Elize se aproximou dos dois, andando com os saltos sobre a poça de sangue. Ela delicadamente se abaixou ao lado de Scott e o abraço pelas costas. Passou os dedos pelo seu pescoço, beijou a suas bochechas, sentiu cada gota do suor nervoso dele, o quente toque de sua pele por dentro da camiseta enquanto seus braços o rodeavam.
— O que eu fiz?
Aquela pergunta ficou entalada na garganta de Scott, que emitiu apenas um ruído assustado. Elize beijou sua bochecha mais uma vez, deixando a marca do batom vermelho perto dos lábios dele. Então esticou as mãos, descendo os dedos pelos seus braços até que alcançasse o ponto onde Scott segurava a estaca improvisada. Ele tremia, e Greg os encarava com os olhos arregalados. Era como se ainda não acreditasse que os dois estavam fazendo aquilo, como se pensasse que era um pesadelo estranho.
Não era.
Elize rodeou os dedos de Scott com os seus. O contraste foi gritante: pele limpa, clara, de unhas feitas e anéis brilhantes contra calos, tatuagens e sangue. Com um impulso, ela empurrou a madeira mais fundo no corpo gordo. Fez barulho, um barulho nojento. Mais sangue escorreu. O cheiro piorou, um grito passou pela garganta de Greg como se ele finalmente entendesse que não era um pesadelo.
Elize respirava contra a bochecha de Scott, o nariz encostado na pele e os lábios deixando mais marcas borradas de batom. Ele tremi entre seus braços, respirava com dificuldade e sentia o toque das mãos dela quase tão quentes quanto o sangue. Quando começou a chorar, as lágrimas escorreram pelo rosto dos dois.
Empurrou mais a estaca. Não dava mais para saber quem dominava os movimentos.
Mais gritos.
Mais sangue.
Dessa vez Scott se soltou e pulou para trás, acuado como um animal assustado. Ele foi até a parede mais próxima a abraçou os joelhos, olhando para o padrasto morrendo dolorosamente.
Elize virou alguns centímetros do rosto para encará-lo, mas não se aproximou. Precisava terminar o trabalho.
Com as pontas dos dedos ela puxou a estava de dentro de Greg. Fez questão de arrastar a Madeira para cima, rasgando órgãos e pele no trajeto, escutando cada gemido doloroso como se fosse música.
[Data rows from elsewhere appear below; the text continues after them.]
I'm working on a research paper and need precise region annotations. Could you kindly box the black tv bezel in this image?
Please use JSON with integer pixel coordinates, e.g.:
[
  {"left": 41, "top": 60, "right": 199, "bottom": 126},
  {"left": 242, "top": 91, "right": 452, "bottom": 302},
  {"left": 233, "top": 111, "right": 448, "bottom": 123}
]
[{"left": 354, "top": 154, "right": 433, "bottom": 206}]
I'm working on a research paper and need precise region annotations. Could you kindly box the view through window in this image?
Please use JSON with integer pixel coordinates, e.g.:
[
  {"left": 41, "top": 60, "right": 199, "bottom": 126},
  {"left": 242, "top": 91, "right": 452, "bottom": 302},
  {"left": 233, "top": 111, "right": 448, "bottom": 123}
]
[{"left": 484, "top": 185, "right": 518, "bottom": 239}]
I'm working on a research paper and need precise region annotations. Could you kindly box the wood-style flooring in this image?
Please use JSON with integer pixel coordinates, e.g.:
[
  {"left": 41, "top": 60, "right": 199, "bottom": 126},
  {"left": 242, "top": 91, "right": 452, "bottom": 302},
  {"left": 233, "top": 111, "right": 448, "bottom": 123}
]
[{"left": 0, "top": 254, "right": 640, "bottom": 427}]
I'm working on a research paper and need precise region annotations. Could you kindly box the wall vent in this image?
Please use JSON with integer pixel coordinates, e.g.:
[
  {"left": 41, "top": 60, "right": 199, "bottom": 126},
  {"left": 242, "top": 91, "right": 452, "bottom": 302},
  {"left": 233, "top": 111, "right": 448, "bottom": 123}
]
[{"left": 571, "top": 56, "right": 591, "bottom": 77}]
Scott não se moveu. Só observou. Não soube o que pensar, nem o que fazer, mas entendia cada ação de Elize como se os dois fossem a mesma pessoa. Depois daquele tempo, estavam conectados. Sua vingança era a dela, a raiva também. A dor. O ódio.
Talvez por isso Elize se sentiu tão bem quando as unhas negras cresceram pelos seus dedos como garras de uma criatura sombria, passando pelo buraco deixado pela perna da cadeira de madeira e entrando em Greg. Scott já tinha visto aquilo, já tinha reparado nos olhos avermelhados e na voz estranha que Elize adotava em momentos oportunos. Mas nunca havia presenciado a abominação crescendo pela sua pele, traçando caminho pelos órgãos de um homem quase morto na intenção de fazê-lo sofrer mais.
Foi cruel.
Foi feio.
Foi sangrento.
Scott fechou os olhos quando Elize rasgou Greg de dentro para fora. Uma onda de sangue explodiu pela cozinha e sujou as paredes, a mesa e os restos da cadeira quebrada. O cabelo de Scott ficou pegajoso, seu tênis branco, vermelho.
Elize lambeu as unhas enquanto elas voltavam ao tamanho normal, admirando-as por todo o caminho. Havia sangue nela também, mas sua aparência soou incrivelmente harmônica: foi como se combinasse com ela. Como se tivesse sido feita para usar vermelho.
Elize levantou e foi até onde Scott estava, olhando-o daquele jeito de quinze dias antes, quando queria uma carona para casa:
— Onde ficam os esfregões dessa casa?
...
CONTINUA
N/A:
Eu não sei vocês, mas tenho cada dia mais certeza de que a Elize é o amor da minha vida.